With just a fortnight until the Turnbull Government hands down its first budget since being re-elected, the peak body representing Australian universities has come out swinging at the Federal Government’s flagged $3.7 billion cuts to university funding.

In a media statement, the Universities Australia chief executive, Belinda Robson, said: ‘Enough is enough. Universities and their students have already done more than their fair share of Budget repair’.

Robson’s comments came on the back of a report issued by Universities Australia, which argued that universities do not have capacity to absorb further cuts. ‘In this context, it is difficult to justify further cuts that would affect student affordability and put at risk the quality of education and research on which Australia’s prosperity depends’, Robson said.

The report was released just one week after the ANU announced further budget cuts to the School of Culture, Language and History, revealing 15 jobs were in the firing line.

The cuts to the School reflect a worrying trend in the effects of continued budget squeezes on University operations. Of substantial concern to academics contacted by the media is the ANU’s continued downscaling of expensive, but key strategic subjects, such as Asian Languages, which the ANU has long had a niche in teaching.

In her statement, Robson outlined her analysis had revealed that universities have footed much of the budget repair bill, suffering over $3.9 billion in cuts since 2011.

This view was shared by an ANU spokesman, who told Woroni: ‘Universities and students have made a major contribution to the task of Budget repair over the past five years’.

We believe that ongoing government support for education and research is a crucial investment for Australia,’ the spokesman said.

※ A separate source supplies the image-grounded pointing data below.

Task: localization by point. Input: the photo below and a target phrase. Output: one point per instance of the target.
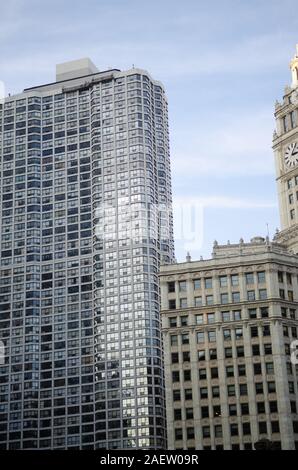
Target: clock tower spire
(294, 69)
(285, 147)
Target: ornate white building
(285, 146)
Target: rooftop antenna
(268, 232)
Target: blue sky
(223, 64)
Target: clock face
(291, 155)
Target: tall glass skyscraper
(85, 220)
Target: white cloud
(234, 145)
(220, 202)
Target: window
(236, 297)
(283, 311)
(182, 286)
(200, 337)
(175, 358)
(252, 313)
(266, 330)
(218, 430)
(290, 296)
(262, 294)
(171, 287)
(223, 281)
(227, 334)
(201, 356)
(224, 298)
(206, 431)
(187, 375)
(244, 409)
(259, 388)
(254, 332)
(262, 427)
(273, 407)
(237, 315)
(212, 354)
(175, 376)
(190, 433)
(249, 278)
(264, 312)
(293, 407)
(186, 356)
(251, 295)
(292, 313)
(246, 429)
(271, 387)
(243, 389)
(261, 408)
(228, 353)
(239, 333)
(269, 368)
(261, 277)
(275, 427)
(226, 316)
(185, 338)
(234, 429)
(258, 368)
(211, 336)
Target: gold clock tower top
(285, 147)
(294, 69)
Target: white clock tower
(285, 146)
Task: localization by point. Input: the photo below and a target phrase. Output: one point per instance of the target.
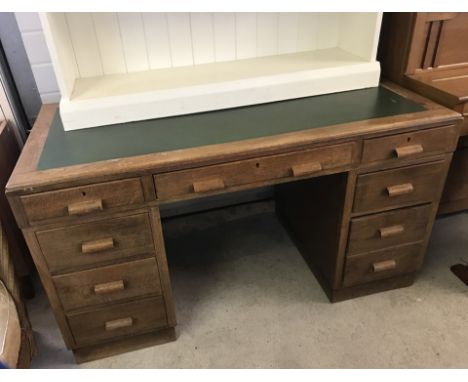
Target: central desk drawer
(219, 177)
(372, 266)
(118, 320)
(108, 284)
(399, 187)
(370, 233)
(83, 200)
(416, 144)
(96, 242)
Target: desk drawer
(118, 320)
(370, 233)
(108, 284)
(383, 264)
(215, 178)
(96, 242)
(84, 200)
(399, 187)
(411, 145)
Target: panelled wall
(144, 41)
(38, 55)
(111, 43)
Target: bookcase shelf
(117, 67)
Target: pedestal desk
(357, 175)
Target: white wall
(38, 55)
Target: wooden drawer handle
(386, 265)
(97, 245)
(409, 150)
(306, 168)
(120, 323)
(400, 189)
(110, 287)
(391, 231)
(208, 185)
(82, 208)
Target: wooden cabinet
(359, 197)
(427, 53)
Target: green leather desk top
(166, 134)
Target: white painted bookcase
(121, 67)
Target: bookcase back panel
(113, 43)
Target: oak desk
(357, 175)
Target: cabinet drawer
(394, 188)
(382, 264)
(215, 178)
(108, 284)
(82, 200)
(96, 242)
(411, 145)
(118, 320)
(370, 233)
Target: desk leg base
(370, 288)
(108, 349)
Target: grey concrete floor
(246, 299)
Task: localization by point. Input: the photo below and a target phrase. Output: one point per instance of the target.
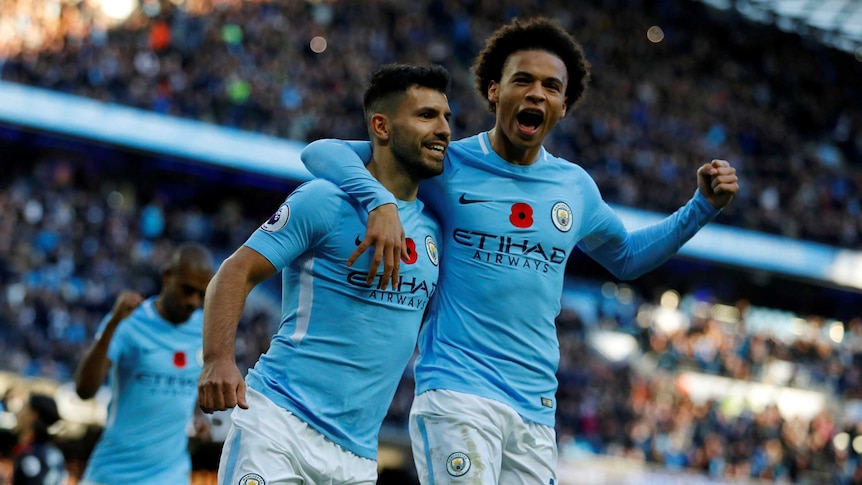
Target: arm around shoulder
(343, 163)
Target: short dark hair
(539, 33)
(394, 80)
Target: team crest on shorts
(278, 220)
(252, 479)
(561, 214)
(458, 464)
(431, 248)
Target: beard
(414, 160)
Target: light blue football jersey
(154, 375)
(342, 345)
(508, 233)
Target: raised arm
(628, 255)
(94, 366)
(221, 385)
(343, 163)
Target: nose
(536, 92)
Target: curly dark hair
(539, 33)
(392, 80)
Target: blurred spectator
(37, 460)
(781, 108)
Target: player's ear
(493, 94)
(379, 125)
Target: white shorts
(267, 444)
(461, 438)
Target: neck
(510, 152)
(392, 175)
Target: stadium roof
(834, 22)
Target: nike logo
(465, 201)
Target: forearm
(223, 307)
(629, 255)
(94, 367)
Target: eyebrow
(529, 74)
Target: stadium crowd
(786, 112)
(784, 109)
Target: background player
(153, 349)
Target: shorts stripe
(233, 455)
(428, 463)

The cuts have already had a significant impact on student wellbeing since 2011, including the key areas of equitable access to university and curriculum breadth, something which particularly concerned federal member for Canberra, Gai Brodtmann.

Brodtmann told Woroni that she had concerns for student equity following the cuts. ‘Ripping funding away from higher education is ripping opportunities away from the future leaders of our country’.

Brodtmann said that students have had to shoulder a disproportionate amount of the budget repair bill.

‘It’s unfair on those students who want to get the most out of their study, that the Turnbull Government is delivering cuts to universities and slapping the students with higher fees,’ she said.

The report outlined that $1.41 billion of the funding cuts had come from student start up scholarships, which form a key pillar in achieving student equity by providing students with a loan to help cover the costs of starting university.

Brodtmann said that continual cuts to university funding was having a disproportionately negative burden on lower SES students. ‘[Under the Labor Government of 2007 – 2013], more than 36,000 extra students from low income families were able to get into university. The government should not look at programs like these as a black hole in the budget, but as an investment in our future,’ Brodtmann told Woroni.

This sentiment was echoed by Jillian Molloy, an ANU student and NUS Welfare Officer. ‘Consecutive years of budget cuts to higher education and welfare sectors have made the university experience even more difficult and inaccessible for students,’ Molloy told Woroni.

Molloy expressed her fears that flagged measures in this year’s budget, including a proposed lowering of the earnings threshold at which students pay back their HECS debt to $42,000, ‘will only add to the stress that students currently face.’ She added that continued cuts to higher education and welfare are ‘locking out more and more students.’

The analysis also revealed that funding has risen by less than one per cent per year from 2009 to 2015 in real terms, with indexed budget cuts from 2018 meaning that funding increases will cease to rise at all.

The report comes after a January submission by Universities Australia which outlined that there was ‘no defensible case’ to further cut university funding, given the heavy lifting that the sector has endured.

The education minister, Simon Birmingham, remained tight-lipped about potential changes to university funding in the May 9 Budget, however, reports outline that a proposed 20 per cent cut to university course funding has been abandoned.

Interviewed on Sky News, Senator Birmingham revealed his view that ‘universities would have to live within the budget settings’.

The Group of Eight chief executive, Vicki Thomson, echoed Ms Robson’s sentiments: ‘It’s true that universities are free at the point of entry, but we want to make sure students have the best opportunities while they’re there, and funding cuts put that at risk.’